Having Cell Ontology terms in a cell_type field is super valuable for working with multiple datasets and it'd be nice to encourage it. However, CL isn't always going to be granular enough for every study. Lots of single-cell work involves classifying novel (or study-specific) cell types or states, which CL won't have covered. It'd still be nice to have the appropriate parent term though, so you have something you can use to harmonized across data sets, even if it's not as granular as the study authors' original annotations.

A lot of the time, we end up using multiple layers of annotation, like:

Cell Ontology is good for eliminating the need for level 1 and covering level 2, but I think we'll probably still need a free text field in addition to the CL field if we want to include fields for cell type annotation in Cell (which seems like something we should include). cell_type_description doesn't seem like the right semantics to me though, because the free text field is still an annotation.

scharch commented 8 months ago

I searched around to see if there was a mapping between the two

100 brownie points for doing actual work instead of making lazy assumptions like me :)

schristley commented 8 months ago

I searched around to see if there was a mapping between the two

100 brownie points for doing actual work instead of making lazy assumptions like me :)

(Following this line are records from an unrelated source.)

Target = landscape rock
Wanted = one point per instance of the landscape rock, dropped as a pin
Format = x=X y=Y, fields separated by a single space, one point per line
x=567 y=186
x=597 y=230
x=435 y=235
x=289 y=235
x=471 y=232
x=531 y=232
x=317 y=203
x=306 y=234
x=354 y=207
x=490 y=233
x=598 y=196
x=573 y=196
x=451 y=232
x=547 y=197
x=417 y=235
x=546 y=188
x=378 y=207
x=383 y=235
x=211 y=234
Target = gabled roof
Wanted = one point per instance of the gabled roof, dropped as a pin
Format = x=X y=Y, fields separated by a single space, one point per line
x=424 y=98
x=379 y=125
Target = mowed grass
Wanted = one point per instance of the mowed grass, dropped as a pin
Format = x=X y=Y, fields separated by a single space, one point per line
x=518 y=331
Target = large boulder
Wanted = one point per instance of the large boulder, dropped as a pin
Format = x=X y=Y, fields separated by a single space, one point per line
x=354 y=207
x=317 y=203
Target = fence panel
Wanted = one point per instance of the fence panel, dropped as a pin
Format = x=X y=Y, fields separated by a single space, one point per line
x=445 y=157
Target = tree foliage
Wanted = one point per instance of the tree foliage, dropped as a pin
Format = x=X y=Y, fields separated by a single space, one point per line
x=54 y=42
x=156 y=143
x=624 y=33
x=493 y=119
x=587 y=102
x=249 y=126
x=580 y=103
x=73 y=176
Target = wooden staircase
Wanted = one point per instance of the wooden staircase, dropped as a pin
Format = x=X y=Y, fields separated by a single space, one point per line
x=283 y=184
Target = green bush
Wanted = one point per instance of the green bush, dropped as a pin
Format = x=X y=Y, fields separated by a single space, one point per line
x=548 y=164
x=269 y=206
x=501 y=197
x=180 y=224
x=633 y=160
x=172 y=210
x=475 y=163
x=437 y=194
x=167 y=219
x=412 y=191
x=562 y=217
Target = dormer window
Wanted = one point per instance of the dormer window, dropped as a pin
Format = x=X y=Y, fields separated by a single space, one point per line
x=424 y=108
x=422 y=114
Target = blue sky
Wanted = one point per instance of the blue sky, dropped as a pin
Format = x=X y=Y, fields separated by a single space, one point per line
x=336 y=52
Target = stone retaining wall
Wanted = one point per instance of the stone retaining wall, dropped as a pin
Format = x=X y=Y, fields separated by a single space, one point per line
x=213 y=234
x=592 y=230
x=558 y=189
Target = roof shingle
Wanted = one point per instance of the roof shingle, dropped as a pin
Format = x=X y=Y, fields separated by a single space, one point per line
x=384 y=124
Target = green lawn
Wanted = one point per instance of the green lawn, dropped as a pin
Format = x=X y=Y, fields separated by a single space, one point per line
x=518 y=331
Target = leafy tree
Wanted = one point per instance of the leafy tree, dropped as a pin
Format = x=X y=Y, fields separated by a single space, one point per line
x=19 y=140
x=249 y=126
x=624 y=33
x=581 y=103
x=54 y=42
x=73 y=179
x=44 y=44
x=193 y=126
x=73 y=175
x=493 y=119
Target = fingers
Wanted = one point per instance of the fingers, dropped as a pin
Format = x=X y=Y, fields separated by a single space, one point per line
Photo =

Nice! A brownie and coffee sounds good right about now... Total digression but I was at NIH last week for a program meeting, and we met up with Richard Scheuermann (who's now at NLM). He's doing his own cell type discovery with single-cell and was comparing his results against the human cell atlas results and was finding some "intriguing" (that's likely not the word he used ;-) differences. Anyways, I think cell types are going to be hot topic over the next 5 years if they aren't already.